La otra fantasía, estrechamente relacionada con ésta, presenta un planeta dirigido por un único y centralizado Gobierno Mundial. Este es imaginado generalmente como la extensión de alguna institución o Gobierno ya existentes… un “Estados Unidos del Mundo”, un “Estado Proletario Planetario” o, simplemente, la ampliación de las Naciones Unidas. También en este caso la idea se basa en extensiones simplistas de principios de la segunda ola.
Lo que parece estar emergiendo no es un futuro dominado por la corporación ni un Gobierno global, sino un sistema mucho más complejo, similar a la organización en matrices que hemos visto surgir en ciertas industrias avanzadas. Más que una o unas cuantas burocracias globales piramidales, estamos tejiendo redes o matrices que enlazan diferentes clases de organizaciones con intereses comunes.

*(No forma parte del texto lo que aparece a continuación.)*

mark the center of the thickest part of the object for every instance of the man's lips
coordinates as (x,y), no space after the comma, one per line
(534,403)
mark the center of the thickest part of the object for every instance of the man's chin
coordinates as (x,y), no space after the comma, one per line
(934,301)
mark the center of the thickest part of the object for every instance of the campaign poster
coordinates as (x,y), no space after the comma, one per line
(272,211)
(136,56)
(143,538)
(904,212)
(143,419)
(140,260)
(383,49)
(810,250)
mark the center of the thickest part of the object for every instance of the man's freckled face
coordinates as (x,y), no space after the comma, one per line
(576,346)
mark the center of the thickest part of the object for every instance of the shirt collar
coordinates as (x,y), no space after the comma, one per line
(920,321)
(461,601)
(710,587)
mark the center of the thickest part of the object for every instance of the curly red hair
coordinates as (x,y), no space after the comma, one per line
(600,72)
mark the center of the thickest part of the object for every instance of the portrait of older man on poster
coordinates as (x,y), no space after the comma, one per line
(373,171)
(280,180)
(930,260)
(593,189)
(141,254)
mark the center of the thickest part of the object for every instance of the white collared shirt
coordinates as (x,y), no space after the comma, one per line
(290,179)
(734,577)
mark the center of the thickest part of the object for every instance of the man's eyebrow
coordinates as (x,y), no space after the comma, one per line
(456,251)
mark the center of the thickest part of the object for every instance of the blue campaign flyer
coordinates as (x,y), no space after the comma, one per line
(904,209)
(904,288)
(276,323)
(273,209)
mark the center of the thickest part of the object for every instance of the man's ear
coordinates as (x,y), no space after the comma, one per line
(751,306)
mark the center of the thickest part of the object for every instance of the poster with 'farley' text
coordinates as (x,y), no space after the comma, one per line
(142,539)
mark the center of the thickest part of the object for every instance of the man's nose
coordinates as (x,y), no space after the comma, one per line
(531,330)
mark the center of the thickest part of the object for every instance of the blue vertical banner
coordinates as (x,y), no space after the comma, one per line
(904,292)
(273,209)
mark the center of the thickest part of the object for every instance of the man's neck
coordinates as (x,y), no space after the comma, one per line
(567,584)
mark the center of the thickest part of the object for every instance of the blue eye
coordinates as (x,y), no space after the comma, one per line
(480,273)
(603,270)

Por ejemplo, es posible que durante la próxima década veamos nacer una Matriz de los Océanos, compuesta no sólo de naciones-Estado, sino también de regiones, ciudades, corporaciones, organizaciones ambientales, grupos científicos y otros con interés en el mar. Al sucederse los cambios, surgirían nuevas agrupaciones, que se integrarían en la matriz, mientras otras se saldrían de ella. Estructuras organizativas similares pueden muy bien emerger -en cierto sentido, están ya emergiendo- para ocuparse de otros temas: una Matriz del Espacio, una Matriz de la Alimentación, una Matriz del Transporte, una Matriz de la Energía, etc., todas entremezclándose unas con otras, entrecruzándose y formando un sistema reticular abierto, en lugar de un sistema cerrado.
En otras palabras: caminamos hacia un sistema mundial compuesto de unidades densamente interrelacionadas como las neuronas de un cerebro, en lugar de organizadas como los departamentos de una burocracia.
Mientras esto sucede, podemos esperar que se produzca una tremenda lucha en el seno de las Naciones Unidas en torno a si esa organización debe seguir siendo una “asociación comercial de naciones-Estado” o si deben estar representadas en ella otros tipos de unidades… regiones, quizá religiones, incluso corporaciones o grupos étnicos.
Mientras las naciones se desgajan y reestructuran, mientras CTN y nuevos actores invaden la escena mundial, mientras estallan inestabilidades y amenazas de guerra, habremos de inventar formas políticas totalmente nuevas que traigan una apariencia de orden al mundo, un mundo en el que la nación-Estado se ha convertido, a casi todos los efectos, en un peligroso anacronismo.